Ringworm is a disease caused by infection of the hair and surface layers of the skin by a fungus. Ringworm can occur in many animals, especially cattle. The disease is infectious and can easily spread from one animal to another. It forms ugly patches on the skin which indicate hair loss in those areas. In cattle and horses, ringworm causes many grey-colored lesions.

Common Names

Ringworm is not known by any other name because the name perfectly describes the infection which spreads from the center in a round fashion. This leaves a ring on the hairless area in the center of the skin.

Causative Organism

Ringworm infection of the skin and hair of cattle is due to Trichophyton verrucosum. This is a spore-forming fungus which can withstand extremes of temperature and environment. The spores can remain alive for many years and still not infect the cattle in a barn.

Common Symptoms

  1. Liquids come out of the affected areas on the skin
  2. Scabs that are white-greyish in color
  3. Lesions are mostly found in the head and the neck
  4. Hairless areas form in rings
  5. Young and old animals are mostly attacked by the disease

How it Affects Cattle

Ringworm disease is mostly seen during the winter. The microbes responsible for the disease never attack living tissue. The disease spreads when the microbes feed on the outer layers of the skin and hair.

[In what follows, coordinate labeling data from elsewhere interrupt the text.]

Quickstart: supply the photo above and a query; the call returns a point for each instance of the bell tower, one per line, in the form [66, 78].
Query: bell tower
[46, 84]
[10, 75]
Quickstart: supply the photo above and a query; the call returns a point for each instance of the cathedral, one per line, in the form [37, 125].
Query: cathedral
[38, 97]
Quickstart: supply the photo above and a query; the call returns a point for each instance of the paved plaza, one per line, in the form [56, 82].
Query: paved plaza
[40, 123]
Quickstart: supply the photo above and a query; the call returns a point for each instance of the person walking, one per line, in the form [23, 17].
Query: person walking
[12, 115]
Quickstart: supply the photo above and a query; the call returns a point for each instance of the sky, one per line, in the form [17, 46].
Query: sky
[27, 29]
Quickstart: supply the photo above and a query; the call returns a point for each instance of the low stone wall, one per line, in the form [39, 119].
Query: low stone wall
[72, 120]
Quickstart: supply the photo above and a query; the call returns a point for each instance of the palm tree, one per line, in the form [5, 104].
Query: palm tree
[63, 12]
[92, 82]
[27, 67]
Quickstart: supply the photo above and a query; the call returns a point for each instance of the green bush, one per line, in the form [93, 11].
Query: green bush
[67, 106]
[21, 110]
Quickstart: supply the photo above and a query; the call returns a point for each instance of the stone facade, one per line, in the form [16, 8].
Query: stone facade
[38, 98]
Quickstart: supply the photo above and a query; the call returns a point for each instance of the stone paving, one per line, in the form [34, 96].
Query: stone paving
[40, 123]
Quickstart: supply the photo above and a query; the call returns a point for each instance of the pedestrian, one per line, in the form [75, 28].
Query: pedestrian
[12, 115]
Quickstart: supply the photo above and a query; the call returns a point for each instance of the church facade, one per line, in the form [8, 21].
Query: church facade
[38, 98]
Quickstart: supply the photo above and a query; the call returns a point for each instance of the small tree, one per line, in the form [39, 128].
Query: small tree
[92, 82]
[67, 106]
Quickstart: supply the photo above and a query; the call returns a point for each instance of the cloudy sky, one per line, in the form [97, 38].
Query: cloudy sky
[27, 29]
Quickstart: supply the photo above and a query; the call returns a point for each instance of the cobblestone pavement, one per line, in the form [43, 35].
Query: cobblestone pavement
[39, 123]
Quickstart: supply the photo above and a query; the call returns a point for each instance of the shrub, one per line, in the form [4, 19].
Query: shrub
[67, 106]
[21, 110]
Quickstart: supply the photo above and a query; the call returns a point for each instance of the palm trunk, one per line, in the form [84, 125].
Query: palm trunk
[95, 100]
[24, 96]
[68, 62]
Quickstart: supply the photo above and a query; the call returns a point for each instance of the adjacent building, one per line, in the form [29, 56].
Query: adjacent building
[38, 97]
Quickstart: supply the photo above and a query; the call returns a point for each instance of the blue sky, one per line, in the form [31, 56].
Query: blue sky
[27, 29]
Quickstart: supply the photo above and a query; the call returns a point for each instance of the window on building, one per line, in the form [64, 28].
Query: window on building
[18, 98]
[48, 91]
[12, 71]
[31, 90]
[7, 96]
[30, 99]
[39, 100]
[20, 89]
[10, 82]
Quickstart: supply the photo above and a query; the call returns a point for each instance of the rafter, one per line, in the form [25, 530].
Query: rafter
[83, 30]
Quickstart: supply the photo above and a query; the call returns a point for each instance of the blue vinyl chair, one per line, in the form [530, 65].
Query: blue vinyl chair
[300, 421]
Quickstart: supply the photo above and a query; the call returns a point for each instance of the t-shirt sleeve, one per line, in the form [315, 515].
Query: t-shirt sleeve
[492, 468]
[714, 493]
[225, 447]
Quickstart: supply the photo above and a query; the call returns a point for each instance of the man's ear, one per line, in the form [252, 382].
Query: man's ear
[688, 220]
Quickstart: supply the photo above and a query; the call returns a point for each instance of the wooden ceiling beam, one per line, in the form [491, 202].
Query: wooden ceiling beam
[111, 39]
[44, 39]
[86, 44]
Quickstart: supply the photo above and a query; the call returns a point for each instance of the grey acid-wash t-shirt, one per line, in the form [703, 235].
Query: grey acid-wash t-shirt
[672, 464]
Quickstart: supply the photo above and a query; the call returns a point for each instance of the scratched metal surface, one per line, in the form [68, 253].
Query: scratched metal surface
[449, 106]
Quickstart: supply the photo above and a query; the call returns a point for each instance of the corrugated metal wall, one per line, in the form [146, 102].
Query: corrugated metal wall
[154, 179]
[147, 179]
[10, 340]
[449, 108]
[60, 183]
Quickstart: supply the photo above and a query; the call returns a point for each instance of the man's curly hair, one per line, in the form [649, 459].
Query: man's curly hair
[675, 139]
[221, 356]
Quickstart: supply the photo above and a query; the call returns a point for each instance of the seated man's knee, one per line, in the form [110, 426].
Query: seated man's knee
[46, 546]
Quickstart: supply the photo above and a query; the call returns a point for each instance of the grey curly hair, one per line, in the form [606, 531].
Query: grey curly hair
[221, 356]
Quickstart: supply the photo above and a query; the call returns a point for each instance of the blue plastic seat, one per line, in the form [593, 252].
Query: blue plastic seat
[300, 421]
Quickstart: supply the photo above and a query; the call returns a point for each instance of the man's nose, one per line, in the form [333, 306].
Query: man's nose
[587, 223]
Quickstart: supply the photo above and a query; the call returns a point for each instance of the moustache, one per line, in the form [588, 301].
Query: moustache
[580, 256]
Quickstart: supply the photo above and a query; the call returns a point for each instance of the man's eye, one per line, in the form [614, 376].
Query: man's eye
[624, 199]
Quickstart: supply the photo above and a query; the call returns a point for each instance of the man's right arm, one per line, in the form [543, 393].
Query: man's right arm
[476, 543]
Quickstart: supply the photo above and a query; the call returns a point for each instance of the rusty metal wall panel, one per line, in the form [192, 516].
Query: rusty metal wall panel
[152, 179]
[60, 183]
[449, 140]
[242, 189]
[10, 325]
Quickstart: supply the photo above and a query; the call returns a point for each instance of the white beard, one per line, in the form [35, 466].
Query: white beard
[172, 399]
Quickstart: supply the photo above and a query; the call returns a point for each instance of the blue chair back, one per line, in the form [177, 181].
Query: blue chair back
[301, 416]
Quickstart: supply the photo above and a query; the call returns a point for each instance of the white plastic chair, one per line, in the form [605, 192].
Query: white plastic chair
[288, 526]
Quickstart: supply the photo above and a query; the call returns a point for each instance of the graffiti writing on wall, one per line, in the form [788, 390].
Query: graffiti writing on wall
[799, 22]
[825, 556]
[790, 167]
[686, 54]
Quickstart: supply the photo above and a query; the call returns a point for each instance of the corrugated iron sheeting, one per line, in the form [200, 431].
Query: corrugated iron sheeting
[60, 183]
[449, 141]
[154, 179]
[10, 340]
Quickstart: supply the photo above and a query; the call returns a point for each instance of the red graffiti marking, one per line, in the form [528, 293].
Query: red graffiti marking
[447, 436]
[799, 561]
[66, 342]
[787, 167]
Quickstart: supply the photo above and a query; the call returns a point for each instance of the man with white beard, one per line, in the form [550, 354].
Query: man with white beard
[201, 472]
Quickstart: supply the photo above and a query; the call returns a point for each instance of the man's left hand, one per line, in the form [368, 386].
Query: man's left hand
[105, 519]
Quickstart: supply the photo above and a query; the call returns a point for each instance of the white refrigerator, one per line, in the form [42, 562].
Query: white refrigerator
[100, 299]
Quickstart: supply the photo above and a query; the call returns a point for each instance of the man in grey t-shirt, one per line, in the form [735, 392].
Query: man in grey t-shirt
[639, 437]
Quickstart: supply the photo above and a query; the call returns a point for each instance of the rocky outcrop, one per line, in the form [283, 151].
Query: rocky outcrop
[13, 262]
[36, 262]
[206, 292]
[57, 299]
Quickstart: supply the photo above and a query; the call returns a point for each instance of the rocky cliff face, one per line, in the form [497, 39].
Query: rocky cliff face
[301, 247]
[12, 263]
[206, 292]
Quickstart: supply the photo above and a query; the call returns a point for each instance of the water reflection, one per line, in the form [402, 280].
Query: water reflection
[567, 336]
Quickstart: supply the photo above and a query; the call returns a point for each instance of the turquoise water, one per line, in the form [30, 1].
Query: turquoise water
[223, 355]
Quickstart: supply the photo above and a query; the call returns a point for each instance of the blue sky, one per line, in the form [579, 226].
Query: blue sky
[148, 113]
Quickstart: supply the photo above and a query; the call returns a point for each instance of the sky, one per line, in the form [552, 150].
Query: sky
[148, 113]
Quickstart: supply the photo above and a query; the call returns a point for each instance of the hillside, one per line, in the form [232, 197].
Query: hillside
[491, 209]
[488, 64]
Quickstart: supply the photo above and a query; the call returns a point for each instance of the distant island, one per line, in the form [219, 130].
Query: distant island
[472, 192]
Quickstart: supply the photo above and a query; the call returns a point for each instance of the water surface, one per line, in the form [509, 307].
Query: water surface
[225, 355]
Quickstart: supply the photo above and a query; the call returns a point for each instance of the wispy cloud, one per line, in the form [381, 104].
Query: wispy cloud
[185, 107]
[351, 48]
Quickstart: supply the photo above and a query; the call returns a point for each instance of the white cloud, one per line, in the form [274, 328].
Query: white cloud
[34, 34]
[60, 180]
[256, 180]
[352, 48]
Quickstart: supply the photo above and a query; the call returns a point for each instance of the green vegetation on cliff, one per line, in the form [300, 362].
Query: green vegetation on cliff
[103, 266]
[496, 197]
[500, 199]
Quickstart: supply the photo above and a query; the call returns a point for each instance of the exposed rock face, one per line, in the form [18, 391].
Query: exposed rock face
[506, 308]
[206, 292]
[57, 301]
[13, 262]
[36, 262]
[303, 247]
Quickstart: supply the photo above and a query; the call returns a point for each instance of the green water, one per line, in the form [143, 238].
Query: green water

This causes damage to them and as a result circular ringworm patches are formed. The skin becomes dried up with hair loss and crumbling scales on the skin surface.

Regional Impacts

Ringworm is a herd health hitch. It is commonly found during winter. The cattle in temperate climate zones are infested with this disease.

Risks & Dangers

Fortunately the disease does not result in a huge economical loss or reduce yield in any way, but the ugly spots make the cattle look unhealthy. Also the risk of transmission of the disease from animal to human cannot be ruled out.

Treatments

Application of substances like 2% solution of iodine and Whitfield's ointment is quite effective. Thiabendazole ointment is also very effective. Griseofulvin can be given orally, but its prolonged use may make it useless.

Vaccines & Prevention

Vaccines are not available for ringworm. For prevention, regular washing of the barn and adjoining areas with bleach or a 4% solution of formaldehyde is a must. Animals should be kept a specific distance apart. The cattle pens should also give exposure to sunlight. The areas should be kept dry to avoid spread of infection.